Tax, Recession and Inflation. Who has got it right?

“Which will work? It is really a question of the appetite the country has for risk and the emphasis one places on solving the immediate cost of living crisis versus the long-term productivity challenge”.

A commentary for the Centre for UK Prosperity programme by Daniel Herring

Published 12 Jun 2018

By Daniel Herring

The current discussion around the Tory leader debate and their plans to tackle inflation misses the fundamental distinction between the two candidates. The debate has been characterised in the media as being between Rishi Sunak, the man who will take inflation seriously; and Liz Truss, who has more ambitious plans for immediate growth and is more willing to borrow. Sunak’s campaign has been keen to present Truss’ position as fiscally irresponsible, while Truss’ campaign have presented Sunak as being too wedded to Treasury orthodoxy.

As a result of the miscasting of Truss’ position, there has been little analysis of the true consequences of her policy platform. It deserves greater scrutiny.

Can either Liz Truss or Rishi Sunak avoid a recession? It is unlikely. Controlling inflation remains a prerequisite for long-term, sustainable growth. No matter who the Prime Minister is, higher inflation will be met with higher interest rates, which will almost certainly push the economy into recession.

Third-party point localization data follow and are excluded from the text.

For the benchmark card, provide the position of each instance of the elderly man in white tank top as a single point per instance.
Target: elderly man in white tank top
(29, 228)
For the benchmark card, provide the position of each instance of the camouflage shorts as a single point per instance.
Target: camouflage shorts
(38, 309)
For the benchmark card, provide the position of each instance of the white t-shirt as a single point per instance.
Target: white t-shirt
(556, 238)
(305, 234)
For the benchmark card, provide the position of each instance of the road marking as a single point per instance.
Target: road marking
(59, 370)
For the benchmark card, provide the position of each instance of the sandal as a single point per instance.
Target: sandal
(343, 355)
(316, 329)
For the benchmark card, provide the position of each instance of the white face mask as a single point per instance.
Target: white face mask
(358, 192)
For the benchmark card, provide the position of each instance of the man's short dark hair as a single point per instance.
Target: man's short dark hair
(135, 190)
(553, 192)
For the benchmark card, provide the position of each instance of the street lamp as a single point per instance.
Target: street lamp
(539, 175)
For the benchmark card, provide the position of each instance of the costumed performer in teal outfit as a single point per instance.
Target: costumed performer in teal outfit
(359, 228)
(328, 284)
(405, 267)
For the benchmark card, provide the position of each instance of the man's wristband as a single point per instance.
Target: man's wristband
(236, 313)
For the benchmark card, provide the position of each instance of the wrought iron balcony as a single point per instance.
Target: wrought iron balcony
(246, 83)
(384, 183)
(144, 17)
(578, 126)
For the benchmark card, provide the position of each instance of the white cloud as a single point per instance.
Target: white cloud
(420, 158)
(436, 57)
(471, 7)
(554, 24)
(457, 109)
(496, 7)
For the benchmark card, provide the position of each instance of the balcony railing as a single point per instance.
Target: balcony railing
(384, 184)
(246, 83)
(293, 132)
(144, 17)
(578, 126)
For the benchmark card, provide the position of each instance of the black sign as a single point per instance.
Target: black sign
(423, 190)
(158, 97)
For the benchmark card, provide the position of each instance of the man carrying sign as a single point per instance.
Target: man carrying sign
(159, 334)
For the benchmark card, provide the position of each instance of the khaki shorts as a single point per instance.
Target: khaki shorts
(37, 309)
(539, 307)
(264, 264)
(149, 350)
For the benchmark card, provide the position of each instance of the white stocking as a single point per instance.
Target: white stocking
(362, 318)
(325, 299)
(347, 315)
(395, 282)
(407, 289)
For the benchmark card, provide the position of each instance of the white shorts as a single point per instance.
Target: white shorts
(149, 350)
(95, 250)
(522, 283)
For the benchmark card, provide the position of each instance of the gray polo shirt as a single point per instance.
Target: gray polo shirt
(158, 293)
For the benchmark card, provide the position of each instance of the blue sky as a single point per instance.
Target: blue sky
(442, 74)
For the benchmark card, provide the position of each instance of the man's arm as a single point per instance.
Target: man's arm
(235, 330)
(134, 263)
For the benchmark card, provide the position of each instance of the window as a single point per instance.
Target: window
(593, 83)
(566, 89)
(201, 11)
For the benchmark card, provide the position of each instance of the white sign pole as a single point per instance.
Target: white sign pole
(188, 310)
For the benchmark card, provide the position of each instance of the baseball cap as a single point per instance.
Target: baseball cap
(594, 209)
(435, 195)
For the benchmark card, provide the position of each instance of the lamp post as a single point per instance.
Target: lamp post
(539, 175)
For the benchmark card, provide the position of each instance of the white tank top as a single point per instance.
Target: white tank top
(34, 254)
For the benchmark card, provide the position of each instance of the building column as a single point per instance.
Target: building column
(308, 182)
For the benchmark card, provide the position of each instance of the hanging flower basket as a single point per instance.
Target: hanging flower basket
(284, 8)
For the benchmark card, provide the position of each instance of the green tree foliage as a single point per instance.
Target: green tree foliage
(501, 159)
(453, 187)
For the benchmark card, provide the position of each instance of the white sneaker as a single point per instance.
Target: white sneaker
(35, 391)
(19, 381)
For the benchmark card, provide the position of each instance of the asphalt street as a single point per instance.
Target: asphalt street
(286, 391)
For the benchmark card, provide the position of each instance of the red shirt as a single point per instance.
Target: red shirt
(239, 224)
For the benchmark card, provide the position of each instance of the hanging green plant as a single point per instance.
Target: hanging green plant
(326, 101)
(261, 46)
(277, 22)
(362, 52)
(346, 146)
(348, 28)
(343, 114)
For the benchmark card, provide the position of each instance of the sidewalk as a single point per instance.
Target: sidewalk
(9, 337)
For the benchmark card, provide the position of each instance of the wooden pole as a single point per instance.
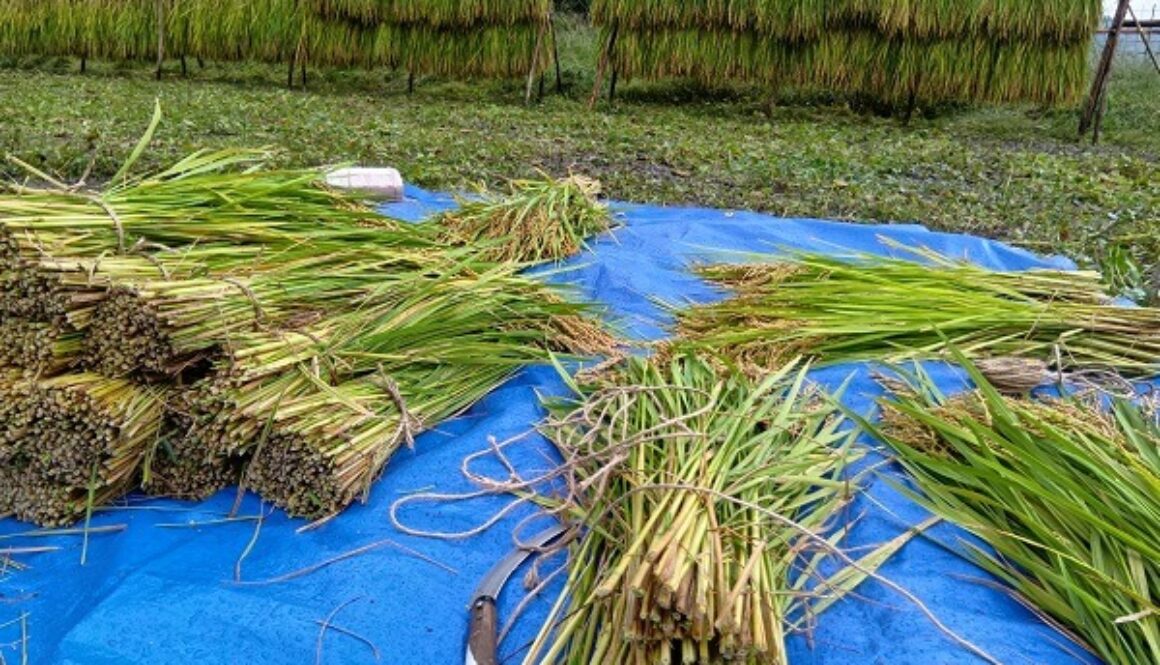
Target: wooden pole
(160, 37)
(1096, 98)
(1144, 37)
(535, 64)
(556, 57)
(602, 66)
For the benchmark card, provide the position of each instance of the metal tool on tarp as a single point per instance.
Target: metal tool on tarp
(481, 640)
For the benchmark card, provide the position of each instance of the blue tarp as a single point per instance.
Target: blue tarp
(161, 591)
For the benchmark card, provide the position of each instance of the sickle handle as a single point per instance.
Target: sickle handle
(484, 626)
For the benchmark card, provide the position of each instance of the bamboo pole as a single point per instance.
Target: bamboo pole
(1144, 37)
(535, 63)
(1093, 110)
(602, 66)
(556, 55)
(160, 37)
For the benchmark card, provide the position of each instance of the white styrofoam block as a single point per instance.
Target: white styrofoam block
(384, 183)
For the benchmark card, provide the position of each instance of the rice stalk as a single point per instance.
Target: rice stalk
(869, 309)
(664, 571)
(80, 442)
(1061, 491)
(535, 221)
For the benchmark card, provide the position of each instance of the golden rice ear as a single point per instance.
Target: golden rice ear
(897, 52)
(1015, 375)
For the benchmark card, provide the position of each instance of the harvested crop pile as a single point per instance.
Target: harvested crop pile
(1063, 491)
(673, 471)
(492, 37)
(898, 51)
(535, 221)
(219, 322)
(871, 309)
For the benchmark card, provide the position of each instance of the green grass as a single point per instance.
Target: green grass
(1012, 173)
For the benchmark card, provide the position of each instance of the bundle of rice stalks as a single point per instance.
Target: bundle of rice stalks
(901, 52)
(436, 13)
(495, 38)
(278, 326)
(1064, 492)
(218, 197)
(37, 349)
(871, 309)
(183, 462)
(671, 469)
(77, 442)
(536, 221)
(321, 434)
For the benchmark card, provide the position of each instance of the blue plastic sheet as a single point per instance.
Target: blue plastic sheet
(164, 590)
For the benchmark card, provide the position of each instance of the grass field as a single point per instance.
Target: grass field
(1012, 173)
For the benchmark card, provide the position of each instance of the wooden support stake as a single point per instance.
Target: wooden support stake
(535, 64)
(1144, 37)
(160, 37)
(1095, 103)
(556, 57)
(602, 66)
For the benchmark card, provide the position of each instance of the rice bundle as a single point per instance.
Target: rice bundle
(671, 467)
(219, 322)
(37, 349)
(495, 38)
(536, 221)
(900, 51)
(1063, 491)
(77, 441)
(834, 310)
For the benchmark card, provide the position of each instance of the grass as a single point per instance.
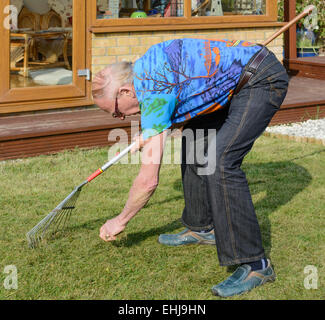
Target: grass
(287, 184)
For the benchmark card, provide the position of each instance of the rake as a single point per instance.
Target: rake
(59, 216)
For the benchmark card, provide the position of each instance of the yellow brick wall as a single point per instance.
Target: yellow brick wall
(109, 48)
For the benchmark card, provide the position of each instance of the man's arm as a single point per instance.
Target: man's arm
(142, 189)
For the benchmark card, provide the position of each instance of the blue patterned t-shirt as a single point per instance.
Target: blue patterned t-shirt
(180, 79)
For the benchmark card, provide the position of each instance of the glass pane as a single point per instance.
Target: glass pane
(40, 43)
(112, 9)
(228, 7)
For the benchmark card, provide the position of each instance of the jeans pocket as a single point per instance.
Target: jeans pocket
(278, 88)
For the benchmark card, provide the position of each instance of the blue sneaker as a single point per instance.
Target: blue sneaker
(243, 280)
(187, 237)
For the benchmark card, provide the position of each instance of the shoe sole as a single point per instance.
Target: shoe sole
(270, 278)
(188, 244)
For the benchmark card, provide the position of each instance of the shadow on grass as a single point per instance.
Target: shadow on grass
(134, 238)
(277, 183)
(274, 184)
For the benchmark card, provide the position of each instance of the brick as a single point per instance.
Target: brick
(103, 60)
(97, 68)
(104, 42)
(150, 40)
(139, 50)
(128, 41)
(131, 58)
(115, 51)
(98, 51)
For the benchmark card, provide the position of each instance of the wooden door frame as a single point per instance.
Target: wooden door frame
(290, 36)
(49, 97)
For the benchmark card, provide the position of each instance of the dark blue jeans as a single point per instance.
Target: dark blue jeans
(221, 199)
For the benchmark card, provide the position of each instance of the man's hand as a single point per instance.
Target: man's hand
(111, 228)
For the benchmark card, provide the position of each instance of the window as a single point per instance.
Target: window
(152, 15)
(113, 9)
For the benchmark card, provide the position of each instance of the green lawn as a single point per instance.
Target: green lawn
(287, 181)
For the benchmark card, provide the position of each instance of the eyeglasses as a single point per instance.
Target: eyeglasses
(117, 113)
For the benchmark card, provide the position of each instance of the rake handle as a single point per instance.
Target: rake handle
(110, 162)
(306, 11)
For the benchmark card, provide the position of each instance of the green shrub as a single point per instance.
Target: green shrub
(300, 5)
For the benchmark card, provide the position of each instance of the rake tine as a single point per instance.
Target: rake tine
(62, 213)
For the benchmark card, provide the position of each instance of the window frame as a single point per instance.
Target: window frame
(182, 23)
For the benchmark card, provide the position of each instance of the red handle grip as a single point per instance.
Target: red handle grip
(95, 174)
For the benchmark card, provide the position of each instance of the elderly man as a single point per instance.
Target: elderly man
(229, 90)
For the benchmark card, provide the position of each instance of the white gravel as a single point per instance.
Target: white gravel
(310, 128)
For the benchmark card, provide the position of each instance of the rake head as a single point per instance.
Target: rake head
(55, 220)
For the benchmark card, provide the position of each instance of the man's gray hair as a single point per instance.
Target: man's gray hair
(110, 79)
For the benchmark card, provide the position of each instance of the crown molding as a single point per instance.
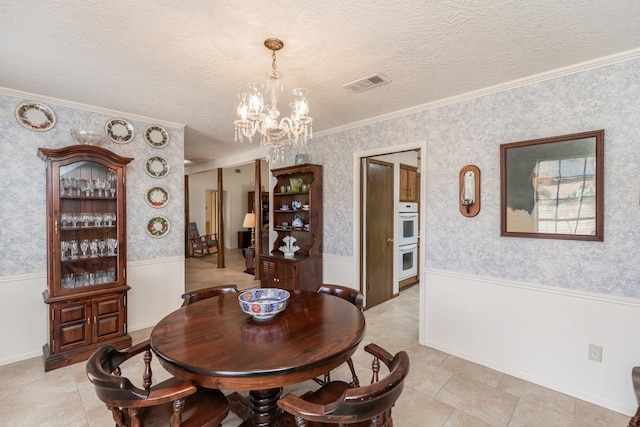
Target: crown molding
(87, 107)
(580, 67)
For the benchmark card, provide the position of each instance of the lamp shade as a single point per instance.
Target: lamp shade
(249, 220)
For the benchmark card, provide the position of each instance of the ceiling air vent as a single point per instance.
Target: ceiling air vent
(367, 83)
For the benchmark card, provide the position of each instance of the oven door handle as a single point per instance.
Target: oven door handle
(407, 248)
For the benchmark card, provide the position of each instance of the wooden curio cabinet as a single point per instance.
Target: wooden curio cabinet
(86, 252)
(297, 212)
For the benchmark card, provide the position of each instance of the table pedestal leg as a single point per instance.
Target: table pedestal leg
(263, 408)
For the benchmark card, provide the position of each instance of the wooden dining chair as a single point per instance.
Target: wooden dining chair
(635, 378)
(354, 297)
(204, 244)
(169, 403)
(338, 404)
(214, 291)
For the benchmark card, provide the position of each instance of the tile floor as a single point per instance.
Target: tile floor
(440, 391)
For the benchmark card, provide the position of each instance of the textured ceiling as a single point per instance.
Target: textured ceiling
(186, 61)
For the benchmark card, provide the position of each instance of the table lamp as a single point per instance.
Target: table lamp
(250, 222)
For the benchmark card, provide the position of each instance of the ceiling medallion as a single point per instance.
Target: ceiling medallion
(254, 116)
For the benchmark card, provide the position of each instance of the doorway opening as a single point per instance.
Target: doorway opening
(211, 211)
(378, 235)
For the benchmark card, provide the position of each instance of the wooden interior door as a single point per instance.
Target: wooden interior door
(378, 232)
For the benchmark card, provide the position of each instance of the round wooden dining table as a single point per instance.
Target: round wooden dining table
(216, 345)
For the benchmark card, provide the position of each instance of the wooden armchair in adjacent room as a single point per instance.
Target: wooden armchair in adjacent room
(203, 244)
(214, 291)
(169, 403)
(338, 404)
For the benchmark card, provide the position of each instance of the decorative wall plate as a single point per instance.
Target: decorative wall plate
(156, 167)
(35, 116)
(157, 197)
(158, 226)
(156, 136)
(119, 131)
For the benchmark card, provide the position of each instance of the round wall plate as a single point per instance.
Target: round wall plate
(119, 131)
(35, 116)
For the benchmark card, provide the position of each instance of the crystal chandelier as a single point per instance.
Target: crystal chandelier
(254, 116)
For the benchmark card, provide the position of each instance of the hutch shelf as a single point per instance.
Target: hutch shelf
(296, 212)
(86, 252)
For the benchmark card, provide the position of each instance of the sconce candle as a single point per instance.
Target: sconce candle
(469, 191)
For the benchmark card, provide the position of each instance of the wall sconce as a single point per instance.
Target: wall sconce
(469, 190)
(250, 222)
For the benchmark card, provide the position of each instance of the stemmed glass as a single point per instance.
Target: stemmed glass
(94, 248)
(84, 245)
(64, 247)
(112, 244)
(101, 246)
(109, 218)
(112, 177)
(85, 217)
(74, 249)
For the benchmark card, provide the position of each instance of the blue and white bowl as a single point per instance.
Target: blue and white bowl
(264, 303)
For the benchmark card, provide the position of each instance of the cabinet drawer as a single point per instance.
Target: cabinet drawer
(73, 335)
(73, 312)
(108, 325)
(107, 305)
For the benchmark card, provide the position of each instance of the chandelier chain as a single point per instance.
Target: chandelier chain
(275, 132)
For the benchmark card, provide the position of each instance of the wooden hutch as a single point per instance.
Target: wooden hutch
(296, 212)
(86, 252)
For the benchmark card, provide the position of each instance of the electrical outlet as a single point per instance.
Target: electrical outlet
(595, 353)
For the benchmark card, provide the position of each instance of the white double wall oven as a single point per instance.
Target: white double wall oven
(407, 240)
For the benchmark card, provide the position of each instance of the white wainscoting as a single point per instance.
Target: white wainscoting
(338, 270)
(23, 318)
(538, 333)
(156, 286)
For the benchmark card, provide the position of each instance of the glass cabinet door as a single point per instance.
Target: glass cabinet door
(88, 227)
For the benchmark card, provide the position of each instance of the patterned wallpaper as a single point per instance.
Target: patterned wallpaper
(470, 133)
(22, 186)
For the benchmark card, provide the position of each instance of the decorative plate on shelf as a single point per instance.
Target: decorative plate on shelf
(156, 167)
(35, 116)
(157, 197)
(119, 131)
(158, 226)
(156, 136)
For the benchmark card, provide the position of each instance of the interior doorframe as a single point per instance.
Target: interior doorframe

But it is possible the severity and length of a recession would be different. Liz Truss has promised to lower taxes, which is widely considered to be inflationary. Her team seem to believe that, particularly in view of a tightened mandate, the Bank of England will compensate by pushing up rates even further than they otherwise might under Rishi Sunak. Higher interest rates would affect homeowners with mortgages, and businesses who want to invest. The probability is that this will make the recession deeper or longer.